Stocks matching the 'Barbarian at the Gate' criteria are worthwhile stocks to watch for a variety of factors including historical back testing and volatility. Trade-Ideas targets these opportunities because the stock is exhibiting an unusual behavior while displaying positive price action. In this case, the stock crossed an important inflection point; namely, 'resistance' while at the same time the range of the stock s movement in price is more than twice its normal size. This large range foreshadows a possible continuation as the stock moves higher. EXCLUSIVE OFFER: Get the inside scoop on opportunities in JOSB with the Ticky from Trade-Ideas. See the FREE profile for JOSB NOW at Trade-Ideas More details on JOSB: Jos. A. Bank Clothiers, Inc. engages in designing, manufacturing, retailing, and direct marketing men's tailored and casual clothing, and accessories in the United States. JOSB has a PE ratio of 19.2. Currently there are no analysts that rate Jos A Bank Clothiers a buy, 1 analyst rates it a sell, and 3 rate it a hold. The average volume for Jos A Bank Clothiers has been 307,500 shares per day over the past 30 days.

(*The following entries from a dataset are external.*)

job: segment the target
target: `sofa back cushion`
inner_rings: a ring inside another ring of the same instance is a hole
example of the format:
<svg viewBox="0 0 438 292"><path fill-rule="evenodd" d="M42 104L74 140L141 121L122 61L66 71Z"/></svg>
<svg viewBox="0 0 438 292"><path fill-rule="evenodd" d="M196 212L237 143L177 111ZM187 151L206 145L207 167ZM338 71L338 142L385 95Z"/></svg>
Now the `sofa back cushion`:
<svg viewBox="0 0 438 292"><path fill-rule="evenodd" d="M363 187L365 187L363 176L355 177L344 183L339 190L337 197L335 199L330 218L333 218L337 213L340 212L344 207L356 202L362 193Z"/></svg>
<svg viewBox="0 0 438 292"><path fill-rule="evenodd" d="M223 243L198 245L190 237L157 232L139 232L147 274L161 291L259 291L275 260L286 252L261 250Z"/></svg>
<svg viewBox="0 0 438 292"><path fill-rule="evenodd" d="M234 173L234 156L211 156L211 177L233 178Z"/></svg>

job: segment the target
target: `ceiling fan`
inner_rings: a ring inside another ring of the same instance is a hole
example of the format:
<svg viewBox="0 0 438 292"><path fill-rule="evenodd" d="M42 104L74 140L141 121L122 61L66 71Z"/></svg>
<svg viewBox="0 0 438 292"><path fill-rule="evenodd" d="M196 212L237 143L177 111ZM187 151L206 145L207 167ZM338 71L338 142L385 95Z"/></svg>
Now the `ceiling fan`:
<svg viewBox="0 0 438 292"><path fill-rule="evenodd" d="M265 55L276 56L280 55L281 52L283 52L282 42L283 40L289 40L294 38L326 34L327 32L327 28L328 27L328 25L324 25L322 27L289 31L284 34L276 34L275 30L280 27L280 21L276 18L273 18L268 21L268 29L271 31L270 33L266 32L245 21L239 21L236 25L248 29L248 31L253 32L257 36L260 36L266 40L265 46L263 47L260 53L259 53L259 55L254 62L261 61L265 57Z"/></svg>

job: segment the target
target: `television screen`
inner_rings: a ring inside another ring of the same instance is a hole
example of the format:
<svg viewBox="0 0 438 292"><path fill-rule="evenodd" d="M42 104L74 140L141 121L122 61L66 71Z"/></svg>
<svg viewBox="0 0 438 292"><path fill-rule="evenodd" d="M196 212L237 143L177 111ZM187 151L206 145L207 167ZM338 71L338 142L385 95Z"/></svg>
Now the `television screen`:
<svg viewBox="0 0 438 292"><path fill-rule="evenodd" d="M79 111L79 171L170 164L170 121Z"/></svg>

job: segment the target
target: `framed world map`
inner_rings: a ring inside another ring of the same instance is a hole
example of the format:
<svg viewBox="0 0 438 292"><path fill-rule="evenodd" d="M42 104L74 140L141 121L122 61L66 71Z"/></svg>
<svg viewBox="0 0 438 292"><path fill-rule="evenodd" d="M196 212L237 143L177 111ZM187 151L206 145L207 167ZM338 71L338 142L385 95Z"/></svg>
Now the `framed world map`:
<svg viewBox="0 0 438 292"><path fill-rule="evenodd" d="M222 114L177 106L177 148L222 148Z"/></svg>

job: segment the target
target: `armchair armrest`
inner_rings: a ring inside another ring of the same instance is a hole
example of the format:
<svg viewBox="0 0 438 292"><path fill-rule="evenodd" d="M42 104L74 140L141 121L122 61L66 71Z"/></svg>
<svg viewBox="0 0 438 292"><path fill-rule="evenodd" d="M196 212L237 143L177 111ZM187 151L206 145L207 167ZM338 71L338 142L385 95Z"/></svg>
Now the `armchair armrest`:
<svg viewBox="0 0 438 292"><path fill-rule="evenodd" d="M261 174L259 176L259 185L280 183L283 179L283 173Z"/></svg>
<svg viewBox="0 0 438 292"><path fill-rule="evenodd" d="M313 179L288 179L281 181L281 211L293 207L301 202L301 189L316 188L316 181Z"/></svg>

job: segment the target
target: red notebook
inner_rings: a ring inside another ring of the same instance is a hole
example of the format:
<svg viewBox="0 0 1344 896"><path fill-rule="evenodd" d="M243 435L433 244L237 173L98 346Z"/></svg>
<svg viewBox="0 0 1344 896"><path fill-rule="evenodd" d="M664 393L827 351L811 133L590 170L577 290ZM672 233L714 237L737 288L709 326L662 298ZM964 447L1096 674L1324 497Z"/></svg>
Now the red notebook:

Jos A Bank Clothiers has a market cap of $1.2 billion and is part of the services sector and retail industry. The stock has a beta of 0.70 and a short float of 19% with 4.74 days to cover. Shares are up 2.9% year to date as of the close of trading on Friday. STOCKS TO BUY: TheStreet Quant Ratings has identified a handful of stocks that can potentially TRIPLE in the next 12-months. Learn more. TheStreetRatings.com Analysis: TheStreet Quant Ratings rates Jos A Bank Clothiers as a buy. The company's strengths can be seen in multiple areas, such as its largely solid financial position with reasonable debt levels by most measures, reasonable valuation levels and expanding profit margins. We feel these strengths outweigh the fact that the company has had somewhat weak growth in earnings per share. Highlights from the ratings report include:
- JOSB has no debt to speak of therefore resulting in a debt-to-equity ratio of zero, which we consider to be a relatively favorable sign. To add to this, JOSB has a quick ratio of 2.34, which demonstrates the ability of the company to cover short-term liquidity needs.
- The gross profit margin for JOS A BANK CLOTHIERS INC is rather high; currently it is at 62.16%. It has increased from the same quarter the previous year. Regardless of the strong results of the gross profit margin, the net profit margin of 6.12% trails the industry average.
- The revenue fell significantly faster than the industry average of 19.9%. Since the same quarter one year prior, revenues fell by 10.7%. Weakness in the company's revenue seems to have hurt the bottom line, decreasing earnings per share.
- The share price of JOS A BANK CLOTHIERS INC has not done very well: it is down 10.68% and has underperformed the S&P 500, in part reflecting the company's sharply declining earnings per share when compared to the year-earlier quarter. Looking ahead, although the push and pull of the overall market trend could certainly make a critical difference, we do not see any strong reason stemming from the company's fundamentals that would cause a continuation of last year's decline. In fact, the stock is now selling for less than others in its industry in relation to its current earnings.
- You can view the full Jos A Bank Clothiers Ratings Report.